Sir David made this point in evidence to a House of Lords inquiry. Their Lordships report cited Sir David as envisaging that there might be “certain political advantages” to be drawn from withholding consent.

Which is true. It is further true that it is an established Convention (formerly known as the Sewel Convention) that the Westminster Parliament should not interfere in devolved areas without the consent of Holyrood. Such agreement is customarily given via a legislative consent motion, LCM, at Holyrood.

So does that mean Holyrood has a veto over Brexit? Up to a point, Lord Copper. Firstly, one should understand that relations with the EU have a long and complex history, in the context of the demands for self-government.

What does the law say?

A seat at the EU top table has long been a prize sought after by supporters of independence. Even those who backed devolution, rather than full independence, foresaw that Scotland would develop her own relations with the EU, in consort with the UK.

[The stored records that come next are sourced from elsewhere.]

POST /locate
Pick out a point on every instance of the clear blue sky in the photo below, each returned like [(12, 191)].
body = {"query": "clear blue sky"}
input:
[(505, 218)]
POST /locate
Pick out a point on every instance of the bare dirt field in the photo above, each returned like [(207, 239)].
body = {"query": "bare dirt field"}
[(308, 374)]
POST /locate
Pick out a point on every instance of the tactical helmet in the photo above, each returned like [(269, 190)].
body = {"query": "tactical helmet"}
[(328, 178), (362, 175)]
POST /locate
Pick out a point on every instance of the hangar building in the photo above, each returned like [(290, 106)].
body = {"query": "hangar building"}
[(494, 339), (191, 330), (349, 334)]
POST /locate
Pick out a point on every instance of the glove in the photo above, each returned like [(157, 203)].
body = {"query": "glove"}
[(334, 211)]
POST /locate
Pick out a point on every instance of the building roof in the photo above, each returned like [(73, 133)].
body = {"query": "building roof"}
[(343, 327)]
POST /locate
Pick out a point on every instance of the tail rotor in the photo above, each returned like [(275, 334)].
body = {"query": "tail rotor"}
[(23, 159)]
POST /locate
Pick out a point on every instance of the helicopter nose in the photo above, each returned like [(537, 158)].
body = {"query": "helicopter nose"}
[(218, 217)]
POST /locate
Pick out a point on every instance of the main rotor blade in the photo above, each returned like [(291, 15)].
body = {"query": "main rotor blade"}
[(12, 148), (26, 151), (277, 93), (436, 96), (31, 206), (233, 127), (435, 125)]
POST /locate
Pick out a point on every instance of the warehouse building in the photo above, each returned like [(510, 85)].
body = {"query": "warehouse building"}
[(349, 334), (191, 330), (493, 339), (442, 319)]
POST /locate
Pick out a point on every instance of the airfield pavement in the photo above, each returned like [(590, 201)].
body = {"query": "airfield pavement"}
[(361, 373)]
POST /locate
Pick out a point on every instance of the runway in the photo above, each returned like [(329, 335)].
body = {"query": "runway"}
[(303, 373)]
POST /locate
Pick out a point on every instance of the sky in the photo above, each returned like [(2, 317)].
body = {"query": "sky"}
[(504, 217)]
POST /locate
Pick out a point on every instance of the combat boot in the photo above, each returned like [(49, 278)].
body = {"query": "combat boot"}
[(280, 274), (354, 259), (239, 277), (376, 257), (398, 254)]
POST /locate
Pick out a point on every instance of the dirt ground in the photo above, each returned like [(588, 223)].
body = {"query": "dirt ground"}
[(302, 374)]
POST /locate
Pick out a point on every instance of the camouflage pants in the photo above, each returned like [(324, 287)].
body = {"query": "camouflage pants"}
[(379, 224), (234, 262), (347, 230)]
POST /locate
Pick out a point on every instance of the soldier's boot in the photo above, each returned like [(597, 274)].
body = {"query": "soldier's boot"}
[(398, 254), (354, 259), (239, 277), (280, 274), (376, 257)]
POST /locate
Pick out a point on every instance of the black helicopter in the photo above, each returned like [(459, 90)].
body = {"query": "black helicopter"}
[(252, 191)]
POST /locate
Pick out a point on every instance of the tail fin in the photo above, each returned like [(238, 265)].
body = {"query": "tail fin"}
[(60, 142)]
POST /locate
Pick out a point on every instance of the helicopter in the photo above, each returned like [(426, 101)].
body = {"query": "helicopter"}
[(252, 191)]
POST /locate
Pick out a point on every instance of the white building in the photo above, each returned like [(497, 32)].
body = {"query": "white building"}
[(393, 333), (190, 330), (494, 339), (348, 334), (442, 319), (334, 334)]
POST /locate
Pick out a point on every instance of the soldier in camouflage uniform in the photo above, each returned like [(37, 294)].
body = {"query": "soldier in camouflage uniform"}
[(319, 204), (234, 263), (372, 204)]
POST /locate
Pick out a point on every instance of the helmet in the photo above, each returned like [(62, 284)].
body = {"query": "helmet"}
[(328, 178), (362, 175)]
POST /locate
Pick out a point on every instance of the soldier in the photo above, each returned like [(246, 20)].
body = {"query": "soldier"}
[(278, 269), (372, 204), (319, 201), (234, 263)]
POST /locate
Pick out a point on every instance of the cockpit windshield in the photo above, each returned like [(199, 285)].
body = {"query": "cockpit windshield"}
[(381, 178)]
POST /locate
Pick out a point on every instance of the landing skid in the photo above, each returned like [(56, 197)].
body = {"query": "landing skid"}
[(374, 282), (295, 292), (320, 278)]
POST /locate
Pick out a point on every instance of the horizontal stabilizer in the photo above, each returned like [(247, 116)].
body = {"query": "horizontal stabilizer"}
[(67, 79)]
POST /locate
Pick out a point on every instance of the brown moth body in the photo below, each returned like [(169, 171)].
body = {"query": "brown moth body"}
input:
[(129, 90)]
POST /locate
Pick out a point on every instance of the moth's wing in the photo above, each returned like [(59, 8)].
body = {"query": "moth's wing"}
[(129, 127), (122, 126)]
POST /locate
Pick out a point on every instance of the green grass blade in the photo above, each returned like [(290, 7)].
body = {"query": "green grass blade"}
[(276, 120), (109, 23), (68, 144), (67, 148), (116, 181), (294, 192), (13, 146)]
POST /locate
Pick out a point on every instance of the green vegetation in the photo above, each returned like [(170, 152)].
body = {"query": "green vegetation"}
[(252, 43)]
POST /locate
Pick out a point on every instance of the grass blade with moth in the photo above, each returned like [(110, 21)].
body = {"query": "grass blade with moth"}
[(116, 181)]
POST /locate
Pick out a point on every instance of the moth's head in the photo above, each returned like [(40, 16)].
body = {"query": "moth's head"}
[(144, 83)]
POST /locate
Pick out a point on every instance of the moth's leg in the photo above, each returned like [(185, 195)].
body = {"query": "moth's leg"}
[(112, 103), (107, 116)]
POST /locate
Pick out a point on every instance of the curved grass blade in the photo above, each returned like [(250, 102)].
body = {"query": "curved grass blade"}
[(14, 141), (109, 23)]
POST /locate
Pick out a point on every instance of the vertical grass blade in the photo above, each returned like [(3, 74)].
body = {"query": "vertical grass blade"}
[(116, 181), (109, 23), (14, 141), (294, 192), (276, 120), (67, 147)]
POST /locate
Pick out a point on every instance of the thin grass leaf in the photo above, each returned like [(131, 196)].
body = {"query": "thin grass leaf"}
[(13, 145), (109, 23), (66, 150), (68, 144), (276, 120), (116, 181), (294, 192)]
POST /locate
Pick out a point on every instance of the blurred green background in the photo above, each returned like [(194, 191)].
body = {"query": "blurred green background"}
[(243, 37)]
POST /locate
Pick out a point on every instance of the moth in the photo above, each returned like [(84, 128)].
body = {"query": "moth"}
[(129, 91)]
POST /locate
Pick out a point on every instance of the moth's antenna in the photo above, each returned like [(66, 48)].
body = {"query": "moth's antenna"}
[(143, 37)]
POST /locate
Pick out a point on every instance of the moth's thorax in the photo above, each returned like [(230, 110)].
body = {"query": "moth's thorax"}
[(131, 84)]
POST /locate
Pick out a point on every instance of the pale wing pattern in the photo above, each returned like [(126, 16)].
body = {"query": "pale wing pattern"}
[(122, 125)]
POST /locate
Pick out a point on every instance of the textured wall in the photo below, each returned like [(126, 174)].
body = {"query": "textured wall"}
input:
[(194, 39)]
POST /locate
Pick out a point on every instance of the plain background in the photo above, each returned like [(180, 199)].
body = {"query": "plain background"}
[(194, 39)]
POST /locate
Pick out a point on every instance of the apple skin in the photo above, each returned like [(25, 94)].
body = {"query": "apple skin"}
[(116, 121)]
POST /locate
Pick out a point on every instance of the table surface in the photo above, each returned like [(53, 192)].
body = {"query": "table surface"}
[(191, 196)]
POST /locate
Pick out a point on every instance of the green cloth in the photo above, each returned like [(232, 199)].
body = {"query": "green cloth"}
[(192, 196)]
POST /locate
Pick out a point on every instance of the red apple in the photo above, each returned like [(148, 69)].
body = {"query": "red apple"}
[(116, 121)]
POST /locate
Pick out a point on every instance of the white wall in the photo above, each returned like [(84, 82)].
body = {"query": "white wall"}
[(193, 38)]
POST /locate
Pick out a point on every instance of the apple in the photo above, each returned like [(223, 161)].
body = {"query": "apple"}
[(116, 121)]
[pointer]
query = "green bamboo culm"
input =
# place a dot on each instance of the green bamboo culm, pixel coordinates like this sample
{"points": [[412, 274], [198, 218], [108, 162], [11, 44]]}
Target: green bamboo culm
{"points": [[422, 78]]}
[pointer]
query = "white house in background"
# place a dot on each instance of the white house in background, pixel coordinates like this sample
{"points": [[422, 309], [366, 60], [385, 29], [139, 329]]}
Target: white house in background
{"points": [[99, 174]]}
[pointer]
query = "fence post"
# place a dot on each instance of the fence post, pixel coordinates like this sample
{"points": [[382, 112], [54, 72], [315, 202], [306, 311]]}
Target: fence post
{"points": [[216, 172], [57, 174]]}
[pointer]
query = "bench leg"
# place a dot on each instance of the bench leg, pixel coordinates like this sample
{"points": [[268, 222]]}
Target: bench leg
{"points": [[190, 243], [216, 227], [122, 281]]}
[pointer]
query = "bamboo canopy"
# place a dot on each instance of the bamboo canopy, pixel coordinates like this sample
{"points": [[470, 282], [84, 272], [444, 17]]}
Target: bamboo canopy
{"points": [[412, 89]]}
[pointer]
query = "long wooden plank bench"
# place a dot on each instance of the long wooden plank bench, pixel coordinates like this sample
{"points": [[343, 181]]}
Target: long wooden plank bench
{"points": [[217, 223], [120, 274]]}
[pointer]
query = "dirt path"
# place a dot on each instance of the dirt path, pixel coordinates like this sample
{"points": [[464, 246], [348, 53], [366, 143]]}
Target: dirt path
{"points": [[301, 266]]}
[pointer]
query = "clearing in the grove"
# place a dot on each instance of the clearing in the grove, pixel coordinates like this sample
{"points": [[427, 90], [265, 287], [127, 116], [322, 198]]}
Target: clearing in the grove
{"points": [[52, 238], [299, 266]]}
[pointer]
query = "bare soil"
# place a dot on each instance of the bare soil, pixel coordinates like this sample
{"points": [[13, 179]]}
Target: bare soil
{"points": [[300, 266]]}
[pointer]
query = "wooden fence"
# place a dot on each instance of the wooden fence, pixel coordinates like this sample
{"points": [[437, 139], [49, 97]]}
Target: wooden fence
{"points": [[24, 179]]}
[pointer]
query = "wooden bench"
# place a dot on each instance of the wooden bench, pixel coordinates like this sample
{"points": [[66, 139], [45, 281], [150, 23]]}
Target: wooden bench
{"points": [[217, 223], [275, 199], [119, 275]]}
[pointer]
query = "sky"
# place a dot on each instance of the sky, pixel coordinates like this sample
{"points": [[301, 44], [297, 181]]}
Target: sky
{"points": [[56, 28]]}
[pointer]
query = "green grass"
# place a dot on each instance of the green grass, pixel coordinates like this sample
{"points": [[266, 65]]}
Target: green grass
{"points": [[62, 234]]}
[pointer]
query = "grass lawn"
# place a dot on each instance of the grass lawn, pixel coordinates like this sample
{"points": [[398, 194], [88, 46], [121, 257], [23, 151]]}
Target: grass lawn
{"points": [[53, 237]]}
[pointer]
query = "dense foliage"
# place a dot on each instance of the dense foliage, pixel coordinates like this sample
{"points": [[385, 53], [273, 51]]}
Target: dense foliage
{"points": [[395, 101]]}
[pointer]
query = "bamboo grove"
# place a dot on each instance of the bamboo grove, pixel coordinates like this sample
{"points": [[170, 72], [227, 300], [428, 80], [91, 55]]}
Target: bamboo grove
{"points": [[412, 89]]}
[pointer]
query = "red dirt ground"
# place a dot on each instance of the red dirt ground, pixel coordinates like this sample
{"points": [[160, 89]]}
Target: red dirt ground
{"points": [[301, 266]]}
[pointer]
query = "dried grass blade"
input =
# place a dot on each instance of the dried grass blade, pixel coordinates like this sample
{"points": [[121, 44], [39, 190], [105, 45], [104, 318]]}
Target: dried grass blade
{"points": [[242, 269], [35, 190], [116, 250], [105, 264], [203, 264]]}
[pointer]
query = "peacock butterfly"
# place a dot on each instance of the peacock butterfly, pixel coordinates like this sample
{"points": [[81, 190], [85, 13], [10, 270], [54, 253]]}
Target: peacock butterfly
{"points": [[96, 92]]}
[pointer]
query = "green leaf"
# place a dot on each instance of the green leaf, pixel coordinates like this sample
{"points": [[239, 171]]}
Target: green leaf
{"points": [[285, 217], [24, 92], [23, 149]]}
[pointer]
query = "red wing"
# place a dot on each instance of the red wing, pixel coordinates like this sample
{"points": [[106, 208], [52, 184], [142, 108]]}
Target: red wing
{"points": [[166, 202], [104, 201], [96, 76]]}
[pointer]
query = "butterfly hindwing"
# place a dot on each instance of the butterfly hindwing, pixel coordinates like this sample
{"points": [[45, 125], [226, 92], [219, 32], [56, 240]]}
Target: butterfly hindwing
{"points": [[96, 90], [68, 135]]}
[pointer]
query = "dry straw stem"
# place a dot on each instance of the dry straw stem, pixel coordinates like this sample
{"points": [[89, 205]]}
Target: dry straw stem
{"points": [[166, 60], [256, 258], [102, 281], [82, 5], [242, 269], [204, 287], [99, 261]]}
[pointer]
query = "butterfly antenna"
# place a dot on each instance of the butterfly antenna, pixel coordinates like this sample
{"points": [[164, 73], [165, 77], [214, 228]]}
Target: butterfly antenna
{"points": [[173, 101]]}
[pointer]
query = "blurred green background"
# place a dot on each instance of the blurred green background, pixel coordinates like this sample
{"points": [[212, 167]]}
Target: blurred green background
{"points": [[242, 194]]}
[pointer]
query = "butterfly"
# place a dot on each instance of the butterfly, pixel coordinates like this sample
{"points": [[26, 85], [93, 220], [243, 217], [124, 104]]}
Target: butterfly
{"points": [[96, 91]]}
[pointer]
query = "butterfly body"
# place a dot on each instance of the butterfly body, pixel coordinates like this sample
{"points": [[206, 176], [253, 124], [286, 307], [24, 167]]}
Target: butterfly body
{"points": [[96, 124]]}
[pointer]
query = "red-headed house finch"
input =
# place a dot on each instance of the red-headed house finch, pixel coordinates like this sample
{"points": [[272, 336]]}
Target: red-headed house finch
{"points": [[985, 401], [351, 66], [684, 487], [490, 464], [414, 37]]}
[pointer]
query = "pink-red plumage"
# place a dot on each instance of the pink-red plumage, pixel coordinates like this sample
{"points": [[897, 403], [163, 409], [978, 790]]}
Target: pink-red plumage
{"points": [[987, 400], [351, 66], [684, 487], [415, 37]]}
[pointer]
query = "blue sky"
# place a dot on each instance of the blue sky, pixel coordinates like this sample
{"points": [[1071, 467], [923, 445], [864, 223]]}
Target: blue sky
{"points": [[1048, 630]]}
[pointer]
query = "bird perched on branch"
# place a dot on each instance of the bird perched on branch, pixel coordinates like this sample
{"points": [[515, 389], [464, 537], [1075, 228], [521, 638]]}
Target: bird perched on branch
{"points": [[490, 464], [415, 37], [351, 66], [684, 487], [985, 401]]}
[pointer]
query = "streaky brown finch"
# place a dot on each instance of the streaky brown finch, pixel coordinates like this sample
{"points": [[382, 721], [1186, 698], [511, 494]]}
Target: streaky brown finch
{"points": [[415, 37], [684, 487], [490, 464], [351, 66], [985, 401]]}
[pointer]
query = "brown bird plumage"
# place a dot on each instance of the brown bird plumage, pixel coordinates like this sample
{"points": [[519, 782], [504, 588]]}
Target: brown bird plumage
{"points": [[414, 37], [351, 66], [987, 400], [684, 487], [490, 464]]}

Thus the White Paper of 1997 which led to the 1998 Act fudged the issue. It said that dealing with the EU was a matter for Westminster, alongside foreign affairs.

But it suggested that the UK government would seek to consult the devolved administration in Scotland and take account of its views.

Let us turn now to statute. The 1998 Act proceeds by specifying the issues which are reserved to Westminster – then grandly declaring that everything else is devolved.

  • Schedule V to that Act lists the reserved areas. At sub-clause 7, it is noted that “international relations, including relations with territories outside the United Kingdom, the European Union and other international organisations” etc…..”are reserved matters.” They are, in short, Westminster’s purlieu.
  • However, it then goes on to note that this reservation does not include obligations under EU law.
  • Hence, Nicola Sturgeon’s argument that Holyrood is entitled to a say: based upon the legal formula which obliges Scotland to adhere to EU law. Westminster might usefully point to the broader Schedule V, reserving relations with the EU to the UK.
  • Then there is a further point. Clause 28 of the 1998 Act notes at sub-clause 7, in dry terms, with regard to legislative competence that “this section does not affect the power of the Parliament of the United Kingdom to make laws for Scotland.”

In that single little line is the subordinate nature of devolution. Generally, Westminster will let the Scottish Parliament get on with devolved legislation. Carry on governing. But it is also made clear that Westminster’s ultimate sovereignty over the UK, the entire UK, is unaffected.

So it could be argued – it is already being argued – that, if it came to a constitutional battle, Westminster would have the final say.